My husband made a batch of the tangy achiote-rubbed grilled chicken from “Tacolicious” with a few adaptations to make it Performance level compliant for the Whole Life Challenge. He omitted the agave nectar and orange juice, and used cumin instead of annatto seeds. The results are delicious – the chicken is slightly smoky and peppery, with just a bit of heat. I whisked up a small batch of balsamic vinaigrette to dress the greens, added a few slices of avocado, organic cherry tomatoes, green onion and fresh chives.

Grilled Chicken Salad

We adapted the achiote-rubbed grilled chicken taco recipe from Tacolicious to season the chicken breasts we used in this colorful and delicious salad. We suggest doubling the recipe, and using 2 pounds each of chicken thighs and breasts. The thighs work great for taco's.
Prep Time2 hrs
Cook Time20 mins
Course: Main Course, Salad
Cuisine: Mexican
Keyword: chicken, dairy-free, sugar-free, wheat-free, Whole Life Challenge
Servings: 6
Calories: 430kcal


Grilled Chicken

  • 2 lb chicken breast boneless, skinless
  • 1 tbsp ground cumin
  • 1/2 tsp ground allspice
  • 1/2 tsp ground turmeric
  • 2 tbsp chile powder arbol
  • 2 tbsp Kosher salt
  • 2 tbsp dried oregano
  • 2/3 cup apple cider vinegar
  • 1/4 cup freshly squeezed lemon juice


  • 6 cups mixed organic greens washed and chopped
  • 2 avocados sliced
  • 1 1/2 cups cherry tomatoes
  • 4-5 green onions chopped
  • 3-4 chives chopped fine
  • 1/2 cup extra virgin olive oil
  • 6 tbsp balsamic vinegar
  • Kosher salt to taste
  • freshly ground black pepper to taste


Grilled Chicken

  • Prepare the marinade: combine the cumin, allspice, turmeric, chile powder, 2 tablespoons Kosher salt, oregano, apple cider vinegar, and lemon juice. Mix well.
  • Place the chicken breasts in a heavy duty plastic bag with a zip top, or a plastic-ware container, and add the spice mixture. Evenly coat both sides of the chicken with the mixture; marinate in the fridge for at least 2 hours or as long as overnight.
  • Bring the chicken to room temperature and remove it from the marinade before grilling. Cook the breasts for up to 10 minutes on each side, monitoring to ensure it doesn't burn. You'll know the chicken is done when it reaches 165 degrees F at it's thickest part.

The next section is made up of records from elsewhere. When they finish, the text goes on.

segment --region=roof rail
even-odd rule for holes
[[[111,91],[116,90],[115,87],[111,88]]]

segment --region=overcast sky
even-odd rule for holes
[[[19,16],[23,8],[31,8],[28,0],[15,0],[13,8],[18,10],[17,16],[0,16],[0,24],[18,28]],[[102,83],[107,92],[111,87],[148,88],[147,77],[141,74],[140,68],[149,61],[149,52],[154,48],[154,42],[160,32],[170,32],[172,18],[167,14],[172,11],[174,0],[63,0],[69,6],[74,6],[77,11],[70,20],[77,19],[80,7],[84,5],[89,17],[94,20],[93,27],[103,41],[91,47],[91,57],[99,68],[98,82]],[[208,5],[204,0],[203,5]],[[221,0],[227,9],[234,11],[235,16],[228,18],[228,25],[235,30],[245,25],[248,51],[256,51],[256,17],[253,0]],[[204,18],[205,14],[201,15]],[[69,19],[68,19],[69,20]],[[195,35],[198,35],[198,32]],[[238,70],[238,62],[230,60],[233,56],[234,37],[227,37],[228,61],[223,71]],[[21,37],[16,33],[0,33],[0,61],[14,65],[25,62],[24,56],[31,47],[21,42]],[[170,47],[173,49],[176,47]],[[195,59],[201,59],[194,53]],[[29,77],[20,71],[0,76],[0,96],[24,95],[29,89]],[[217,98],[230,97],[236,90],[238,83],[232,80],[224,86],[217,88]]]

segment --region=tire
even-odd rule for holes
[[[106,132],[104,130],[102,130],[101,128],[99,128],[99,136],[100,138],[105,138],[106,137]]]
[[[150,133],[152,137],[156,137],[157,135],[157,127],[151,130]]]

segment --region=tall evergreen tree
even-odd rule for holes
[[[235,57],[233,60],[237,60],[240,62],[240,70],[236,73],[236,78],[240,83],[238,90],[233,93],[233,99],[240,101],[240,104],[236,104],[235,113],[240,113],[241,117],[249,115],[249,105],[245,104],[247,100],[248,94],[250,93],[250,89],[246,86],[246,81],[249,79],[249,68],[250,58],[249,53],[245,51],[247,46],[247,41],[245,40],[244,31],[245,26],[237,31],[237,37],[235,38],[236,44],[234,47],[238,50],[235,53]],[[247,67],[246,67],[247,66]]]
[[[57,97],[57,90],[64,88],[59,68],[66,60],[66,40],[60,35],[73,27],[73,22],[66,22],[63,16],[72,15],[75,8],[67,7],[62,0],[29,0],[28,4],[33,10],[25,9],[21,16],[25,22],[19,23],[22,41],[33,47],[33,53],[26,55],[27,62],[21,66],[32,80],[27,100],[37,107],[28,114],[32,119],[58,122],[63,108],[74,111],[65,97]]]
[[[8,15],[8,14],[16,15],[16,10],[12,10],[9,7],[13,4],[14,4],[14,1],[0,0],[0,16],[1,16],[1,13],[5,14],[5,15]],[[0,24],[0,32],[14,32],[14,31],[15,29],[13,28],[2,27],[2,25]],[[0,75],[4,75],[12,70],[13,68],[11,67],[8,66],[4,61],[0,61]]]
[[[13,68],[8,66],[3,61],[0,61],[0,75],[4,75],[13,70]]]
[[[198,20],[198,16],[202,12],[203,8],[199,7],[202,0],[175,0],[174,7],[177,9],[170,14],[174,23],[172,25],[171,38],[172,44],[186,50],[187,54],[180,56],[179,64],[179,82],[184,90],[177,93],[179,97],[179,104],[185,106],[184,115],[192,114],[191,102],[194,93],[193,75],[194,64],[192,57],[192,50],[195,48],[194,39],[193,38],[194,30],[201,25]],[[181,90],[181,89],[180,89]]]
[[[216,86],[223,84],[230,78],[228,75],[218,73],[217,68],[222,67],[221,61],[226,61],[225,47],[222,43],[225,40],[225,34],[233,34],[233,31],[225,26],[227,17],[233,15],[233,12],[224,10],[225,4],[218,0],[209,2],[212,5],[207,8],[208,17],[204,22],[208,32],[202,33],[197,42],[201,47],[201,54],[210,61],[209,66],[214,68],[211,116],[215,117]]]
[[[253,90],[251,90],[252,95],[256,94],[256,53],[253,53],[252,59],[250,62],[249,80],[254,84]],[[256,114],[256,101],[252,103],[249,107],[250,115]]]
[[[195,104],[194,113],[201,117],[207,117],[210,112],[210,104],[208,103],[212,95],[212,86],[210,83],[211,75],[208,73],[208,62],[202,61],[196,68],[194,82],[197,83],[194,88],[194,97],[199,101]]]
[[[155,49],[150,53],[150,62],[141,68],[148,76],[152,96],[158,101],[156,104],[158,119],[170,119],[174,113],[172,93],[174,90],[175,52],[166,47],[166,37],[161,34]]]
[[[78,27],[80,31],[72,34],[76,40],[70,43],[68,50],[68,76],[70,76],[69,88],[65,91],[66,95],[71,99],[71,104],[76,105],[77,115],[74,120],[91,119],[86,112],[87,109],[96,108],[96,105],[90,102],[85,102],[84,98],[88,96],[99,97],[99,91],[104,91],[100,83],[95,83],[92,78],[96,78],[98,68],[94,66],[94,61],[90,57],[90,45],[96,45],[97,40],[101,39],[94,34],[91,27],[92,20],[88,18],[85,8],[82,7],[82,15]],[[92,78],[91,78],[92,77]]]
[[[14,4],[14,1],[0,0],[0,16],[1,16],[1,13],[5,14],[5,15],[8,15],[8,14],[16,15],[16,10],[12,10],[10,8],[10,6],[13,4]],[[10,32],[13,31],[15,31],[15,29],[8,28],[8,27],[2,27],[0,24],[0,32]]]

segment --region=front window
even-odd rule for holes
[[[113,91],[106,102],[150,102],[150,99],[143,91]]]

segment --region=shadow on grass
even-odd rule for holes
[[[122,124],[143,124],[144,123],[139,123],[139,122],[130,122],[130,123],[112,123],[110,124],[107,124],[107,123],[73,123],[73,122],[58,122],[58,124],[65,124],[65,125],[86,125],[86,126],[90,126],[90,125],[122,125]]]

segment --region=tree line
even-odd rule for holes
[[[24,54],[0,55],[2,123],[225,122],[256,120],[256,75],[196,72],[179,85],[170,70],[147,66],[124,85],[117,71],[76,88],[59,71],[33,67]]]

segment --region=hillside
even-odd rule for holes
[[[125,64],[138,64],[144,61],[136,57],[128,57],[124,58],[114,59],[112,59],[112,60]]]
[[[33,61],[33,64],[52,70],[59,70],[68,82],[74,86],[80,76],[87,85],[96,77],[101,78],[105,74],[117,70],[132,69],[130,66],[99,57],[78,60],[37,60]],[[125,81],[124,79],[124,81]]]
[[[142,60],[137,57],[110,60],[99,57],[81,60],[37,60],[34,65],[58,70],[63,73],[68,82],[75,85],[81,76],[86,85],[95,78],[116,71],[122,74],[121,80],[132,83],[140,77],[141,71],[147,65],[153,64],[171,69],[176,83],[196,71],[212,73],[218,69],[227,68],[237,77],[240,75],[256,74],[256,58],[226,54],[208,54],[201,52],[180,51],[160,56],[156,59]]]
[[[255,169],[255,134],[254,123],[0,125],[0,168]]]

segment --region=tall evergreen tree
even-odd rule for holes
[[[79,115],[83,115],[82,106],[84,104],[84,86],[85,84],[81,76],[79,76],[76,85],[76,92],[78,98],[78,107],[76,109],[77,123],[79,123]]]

  • Prepare the dressing: combine the olive oil, balsamic vinegar, Kosher salt, and freshly ground black pepper into a medium bowl and whisk to emulsify.
  • Pour the dressing over the greens and green onions, and toss to coat. Divide the dressed greens into each salad bowl.
  • Add the sliced avocado, cherry tomatoes, and sliced room temperature chicken breast to the salad; sprinkle fresh chives over the top and enjoy!


We generally love everything we prepare from “Tacolicious“, and this is one of the best grilled chicken recipes we’ve ever made. We used Bragg Organic Raw Apple Cider Vinegar.